00:05Marc Ferracci est un ami très proche d'Emmanuel Macron.
00:08Il vient d'être nommé ministre délégué chargé de l'industrie.
00:12Je vous propose de découvrir ce numéro inédit de La Politique est moi,
00:15puisqu'il a été enregistré trois jours à peine avant l'annonce du nouveau gouvernement.
00:19Bonjour Marc Ferracci. Bonjour.
00:31Alors vous êtes à l'origine de la toute première réforme qui a été adoptée sous le premier quinquennat d'Emmanuel Macron,
00:37la réforme du Code du Travail, les fameuses ordonnances Macron.
00:40Ces ordonnances, elles ont été critiquées à l'époque par un chef d'entreprise qui se revendique de gauche.

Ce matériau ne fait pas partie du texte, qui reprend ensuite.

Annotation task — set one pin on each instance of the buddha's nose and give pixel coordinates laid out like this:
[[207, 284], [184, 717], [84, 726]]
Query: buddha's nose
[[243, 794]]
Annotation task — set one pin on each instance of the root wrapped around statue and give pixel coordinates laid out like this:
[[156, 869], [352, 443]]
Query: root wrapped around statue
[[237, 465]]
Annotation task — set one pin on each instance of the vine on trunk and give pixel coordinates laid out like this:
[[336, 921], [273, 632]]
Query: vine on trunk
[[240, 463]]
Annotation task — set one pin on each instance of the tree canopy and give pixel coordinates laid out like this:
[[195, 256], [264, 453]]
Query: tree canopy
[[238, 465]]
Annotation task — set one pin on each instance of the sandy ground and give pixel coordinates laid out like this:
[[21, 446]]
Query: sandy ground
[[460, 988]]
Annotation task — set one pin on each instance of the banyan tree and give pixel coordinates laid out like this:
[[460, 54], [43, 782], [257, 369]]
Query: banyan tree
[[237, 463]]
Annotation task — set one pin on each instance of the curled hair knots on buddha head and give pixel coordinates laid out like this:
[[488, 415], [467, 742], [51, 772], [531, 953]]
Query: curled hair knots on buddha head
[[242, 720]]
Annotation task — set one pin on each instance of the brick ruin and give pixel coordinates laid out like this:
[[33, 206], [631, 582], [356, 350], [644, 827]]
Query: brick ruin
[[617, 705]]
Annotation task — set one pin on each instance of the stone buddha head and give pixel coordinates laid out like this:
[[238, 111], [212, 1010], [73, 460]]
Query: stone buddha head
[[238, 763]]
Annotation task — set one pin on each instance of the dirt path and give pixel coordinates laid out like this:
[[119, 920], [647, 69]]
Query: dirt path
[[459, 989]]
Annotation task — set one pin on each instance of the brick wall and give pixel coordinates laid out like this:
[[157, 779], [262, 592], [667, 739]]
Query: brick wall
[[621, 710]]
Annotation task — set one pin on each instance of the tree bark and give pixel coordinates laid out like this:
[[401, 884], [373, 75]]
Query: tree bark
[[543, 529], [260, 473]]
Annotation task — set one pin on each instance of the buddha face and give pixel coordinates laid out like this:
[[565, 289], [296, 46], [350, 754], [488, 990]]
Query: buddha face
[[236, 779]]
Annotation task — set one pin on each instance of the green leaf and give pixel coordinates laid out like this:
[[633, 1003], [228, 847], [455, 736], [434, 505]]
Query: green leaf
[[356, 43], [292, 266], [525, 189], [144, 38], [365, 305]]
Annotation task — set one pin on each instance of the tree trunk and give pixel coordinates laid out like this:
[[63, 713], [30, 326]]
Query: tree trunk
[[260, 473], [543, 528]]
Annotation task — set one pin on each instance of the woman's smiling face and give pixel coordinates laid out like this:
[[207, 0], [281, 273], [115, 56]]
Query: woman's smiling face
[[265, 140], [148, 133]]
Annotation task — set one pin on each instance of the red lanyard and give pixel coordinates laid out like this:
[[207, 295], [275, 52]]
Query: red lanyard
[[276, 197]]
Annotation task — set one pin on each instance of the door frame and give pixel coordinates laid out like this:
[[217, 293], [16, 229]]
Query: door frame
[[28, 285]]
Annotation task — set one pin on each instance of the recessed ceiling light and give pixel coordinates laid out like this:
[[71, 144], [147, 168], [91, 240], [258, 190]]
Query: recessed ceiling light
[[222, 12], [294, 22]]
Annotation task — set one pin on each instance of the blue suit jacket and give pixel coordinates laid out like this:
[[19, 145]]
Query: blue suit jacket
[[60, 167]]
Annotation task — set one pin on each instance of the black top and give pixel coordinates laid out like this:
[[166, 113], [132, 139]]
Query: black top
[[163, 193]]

00:46Je vous propose d'écouter ce qu'il en disait, c'était au micro de nos collègues de France 3.
00:51Les ordonnances, je les regarde avec un œil forcément critique.
00:54Pourquoi ?
00:56Parce que je trouve que la première version est assez déséquilibrée.
01:00Quand vous avez trois organisations d'employeurs qui applaudissent
01:03et tous les syndicats peu ou prou qui critiquent,
01:06parfois sévèrement, parfois avec plus de nuances,
01:09vous vous dites que la flexibilité est sans doute au bout du chemin
01:12et que la sécurité pour les salariés l'est un peu moins.
01:15Alors ce chef d'entreprise, c'est votre père Pierre Ferracci
01:18qui a fondé un cabinet de conseil aux syndicats dans les comités d'entreprise.
01:23Quand il critique ces ordonnances, c'est un peu vous qui critique d'une certaine façon ?
01:28Il a son point de vue et vous savez que dans une famille,
01:31on peut se retrouver sur l'essentiel et avoir quelques points de divergence
01:34sur des sujets certes importants comme celui des ordonnances et du droit du travail.
01:39Ces ordonnances partaient d'un constat assez simple,
01:41c'est que le droit du travail est trop compliqué dans notre pays
01:44et qu'il faut que ce soit les acteurs de terrain,
01:46à la fois dans les entreprises et dans les branches,
01:48qui s'en saisissent et qui le produisent.
01:50Et on avait avec ces ordonnances l'idée de développer la négociation collective,
01:54de simplifier aussi pour les chefs d'entreprise,
01:57mais aussi pour les salariés, un certain nombre de procédures,
01:59et notamment les procédures de licenciement.
02:01Oui, mais là vous rentrez sur le débat de fond.
02:03Moi ce qui m'intéresse, c'est l'histoire de famille qu'il peut y avoir derrière
02:06parce qu'il se revendique de gauche, vous aussi,
02:09et là il vous reproche en quelque sorte d'avoir mis en place,
02:12d'avoir créé une réforme de droite, trop à droite.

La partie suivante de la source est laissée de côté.